Rural crime prevention officer David Elms.
Victims of rural crime are set to be given free security upgrades to prevent their properties and vehicles being targeted and to make them feel safer.
A dedicated full-time rural crime prevention officer has been appointed in the last few weeks. David Elms will soon be getting to work assessing the needs of rural crime victims and implementing a range of so-called “target hardening” measures to make it more difficult for criminals to reoffend.
The measures could include installing CCTV and motion sensor lighting to prevent break-ins, and measures to prevent vehicle theft such as gating and installing concrete blocks to restrict access.
The £200,000 project – funded by the Office of the Police and Crime Commissioner for Nottinghamshire’s Safer4All fund - will help secure rural homes and businesses across the Bassetlaw and Newark and Sherwood districts, which include some of the biggest rural spaces in the county.
Nottinghamshire Police will deliver the initiative with support from partners at Bassetlaw District Council and Newark and Sherwood District Council.
Other projects that will be delivered as part of the scheme include installing mobile automatic number plate recognition cameras to two rural 4x4 vehicles to enhance the existing network of fixed cameras on the county’s roads – which instantly alert police to sightings of vehicles linked to criminal activity.
Multi-agency days of action on rural crime issues such as fuel theft and plant machinery theft will be carried out.
The rural crime prevention officer will also carry out crime prevention and engagement visits to working farms in the area as part of the scheme, with the funding running until September 2024.
The funding builds on Police and Crime Commissioner Caroline Henry’s commitment to tackling rural crime as part of the Make Notts Safe policing plan, which has already seen investment allowing the force to purchase a two 4x4 rural crime vehicles, which have been ordered and are due to be delivered in October, as well as thermal imaging goggles to help officers spot suspects in unlit rural areas at night-time.
“While volumes of rural crime may be lower than other crime types, it has a disproportionate impact on its victims,” said Commissioner Henry. “For example, a single vehicle theft in a rural area could mean the loss of a £120,000 tractor that is not only incredibly costly and difficult to replace but can have a huge knock-on impact to the running of a farm as a business.
“That’s why, after we consulted the public on the Make Notts Safe Plan, we included a special focus on rural crime which is now being implemented.
“This latest funding should help provide even greater protection for homes and businesses in rural areas and stop criminals in their tracks.

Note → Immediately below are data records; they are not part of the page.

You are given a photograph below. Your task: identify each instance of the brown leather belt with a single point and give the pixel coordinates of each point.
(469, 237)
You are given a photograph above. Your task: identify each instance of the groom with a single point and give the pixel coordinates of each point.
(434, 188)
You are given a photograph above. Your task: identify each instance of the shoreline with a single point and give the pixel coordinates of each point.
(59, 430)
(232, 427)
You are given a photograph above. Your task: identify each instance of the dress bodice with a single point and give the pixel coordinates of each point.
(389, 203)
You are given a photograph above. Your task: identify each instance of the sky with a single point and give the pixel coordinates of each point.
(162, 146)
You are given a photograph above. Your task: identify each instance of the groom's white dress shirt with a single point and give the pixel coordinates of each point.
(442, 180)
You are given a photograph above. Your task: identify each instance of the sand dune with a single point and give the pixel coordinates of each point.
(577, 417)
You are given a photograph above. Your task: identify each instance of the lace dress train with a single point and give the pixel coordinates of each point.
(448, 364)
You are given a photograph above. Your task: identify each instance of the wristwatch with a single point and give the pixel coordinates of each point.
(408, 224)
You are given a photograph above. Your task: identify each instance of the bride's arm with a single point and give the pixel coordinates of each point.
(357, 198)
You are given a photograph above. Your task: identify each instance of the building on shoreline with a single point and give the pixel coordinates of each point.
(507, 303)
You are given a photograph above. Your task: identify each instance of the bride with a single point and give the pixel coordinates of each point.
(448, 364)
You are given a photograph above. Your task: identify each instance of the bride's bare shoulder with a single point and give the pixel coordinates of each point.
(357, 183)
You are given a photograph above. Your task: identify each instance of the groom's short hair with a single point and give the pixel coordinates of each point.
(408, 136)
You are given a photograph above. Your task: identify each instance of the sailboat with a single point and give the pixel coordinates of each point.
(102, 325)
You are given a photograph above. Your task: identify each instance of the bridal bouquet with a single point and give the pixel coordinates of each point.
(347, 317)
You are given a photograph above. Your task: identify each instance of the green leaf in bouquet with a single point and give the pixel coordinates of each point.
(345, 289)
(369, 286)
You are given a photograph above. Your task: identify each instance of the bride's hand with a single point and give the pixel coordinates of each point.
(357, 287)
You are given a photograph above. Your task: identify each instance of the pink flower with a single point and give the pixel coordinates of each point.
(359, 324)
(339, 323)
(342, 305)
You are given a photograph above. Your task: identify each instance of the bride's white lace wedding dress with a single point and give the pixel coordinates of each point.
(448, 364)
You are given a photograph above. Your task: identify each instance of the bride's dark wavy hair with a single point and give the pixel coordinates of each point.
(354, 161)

Not only will it make rural communities safer – it will make people feel safer, which is just as important.”
Nottinghamshire Police’s rural crime lead Chief Inspector Heather Maelor said there are now 48 PCs and PCSOs across the force who have access to specialist equipment, resources and training to increase awareness and ensure a better service for victims in their areas.
Call handlers and dispatchers are also given additional training by the National Farmers’ Union to help them better understand and respond to the unique impact that rural crime can have when they assess the threat, risk and harm caused by the incident being reported.
“This new dedicated rural crime prevention officer role will complement the work that has been happening,” said Ch Insp Maelor.
“It feels like everything is adding on and building up to make an improved policing offer for rural communities.”
Councillor Roger Jackson, Portfolio Holder for Cleaner, Safer, Greener at Newark and Sherwood District Council, said: “I am delighted that, working with our key partners, we have secured this investment for our rural communities. Our plan now is to work with these communities to identify what measures we can put in place that will offer the best results and have the greatest impact.
“As a district council, we are doing so much to ensure we are cleaner, safer and greener, and this additional funding will help us not only support those victims of crime but also undertake some high-profile rural crime interventions.
“No one should have to experience crime of any nature and we will continue to do all we can at every opportunity to reduce, or even better eliminate, that.”
Councillor James Naish, Leader at Bassetlaw District Council said: “As a Councillor for a rural ward I know of the impact that rural crime can have on farms, agribusiness and residents.
“Increasing the support for victims of rural crime and investing in target hardening and preventive measures is a positive move that can help make our communities safer.”